Ein Dokumentarfilm der besonderen Art eröffnet die vierte Ausgabe der Berlinale-Reihe Perspektive Deutsches Kino. Dancing With Myself von Judith Keil und Antje Kruska – die bereits mit ihrem Film Der Glanz von Berlin (filmz.de) in der ersten Ausgabe der Perspektive Deutsches Kino vertreten waren – schildert die Leiden und Leidenschaften dreier Berliner, die erst beim Tanzen zu sich selbst finden. Dancing With Myself zeigt, wie das Genre des Dokumentarfilms seine eigenen Grenzen immer wieder neu definieren kann. „Der Film geht emotional und formal weit über das klassisch Dokumentarische hinaus. Er eröffnet einen neuen Blick auf unsere Wirklichkeit und steht damit für das gesamte Programm der Perspektive Deutsches Kino“, begründet Sektionsleiter Alfred Holighaus seine Auswahl.

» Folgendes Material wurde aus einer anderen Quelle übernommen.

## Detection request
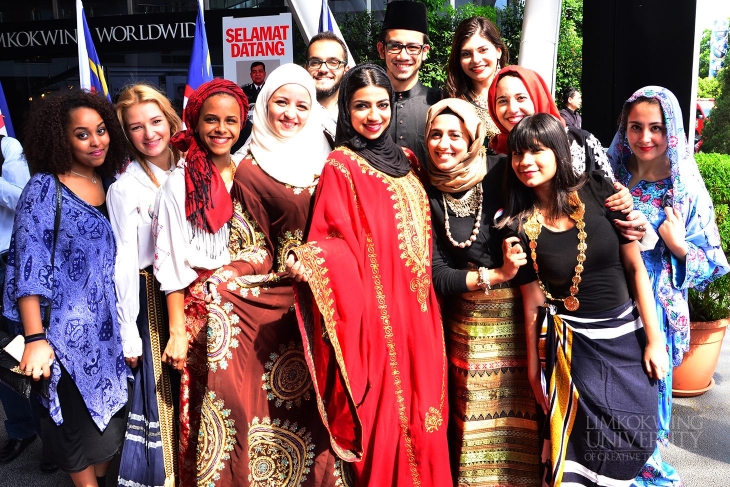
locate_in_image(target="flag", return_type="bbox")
[76,0,112,101]
[0,83,15,137]
[183,0,213,127]
[286,0,355,68]
[318,0,332,34]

Auch Weltverbesserungsmaßnahmen von Jörn Hintzer und Jakob Hüfner spielt – wenn auch auf ironische Weise – mit den Formen des Dokumentarischen. Präsentiert werden sieben skurrile wie auch einleuchtende Methoden und Erfindungen, die überflüssigen Schwierigkeiten des Alltags zu lösen. Euro-Scheine mit Verfallsdatum, die zur schnellen Investition und damit zum Ankurbeln der Konjunktur zwingen, sind nur ein Beispiel für die Maßnahmen zur Verbesserung unserer Welt.

Die Welt, wie sie ist und wie sie sein könnte, zwischen Nacht und Tag, zwischen Sehnsucht und Verzweiflung, das ist die Welt, in der Katze im Sack von Florian Schwarz spielt. Die Figuren sind immer für Überraschungen gut, egal, ob sie diese selbst verursachen oder mit ihnen konfrontiert werden. Christoph Bach, Jule Böwe und Walter Kreye glänzen in diesem Film des Absolventen der Filmakademie Ludwigsburg.

Eine eigene Welt schafft sich die Hauptfigur in dem 30-minütigen Spielfilm-Debüt Happy End von dem jungen Hamburger Werbefilmer Sebastian Strasser. Matthias Schweighöfer spielt einen jungen Eigenbrötler, der sich das Leben aus Ziffern erklärt. Doch wo die Liebe hinfällt, zählen Zahlen nichts mehr. Eine Coming-of-Age-Geschichte, endlich mal nicht als Klamotte, sondern als echte romantische Komödie erzählt.

Neben der Perspektive Deutsches Kino hat der deutsche Film ein weiteres Forum gefunden. Am 11.Februar 2005, zu Beginn der Berlinale, wird mit filmportal.de die weltweit größte Internetplattform zum deutschen Film an den Start gehen. Filmografische und biografische Angaben zu 30.000 deutschen Filmen und rund 100.000 Personen, 7.000 Fotos, Kritiken, Inhaltsangaben, Interviews und Porträts sowie Themenschwerpunkte werden auf www.filmportal.de kostenlos abrufbar sein.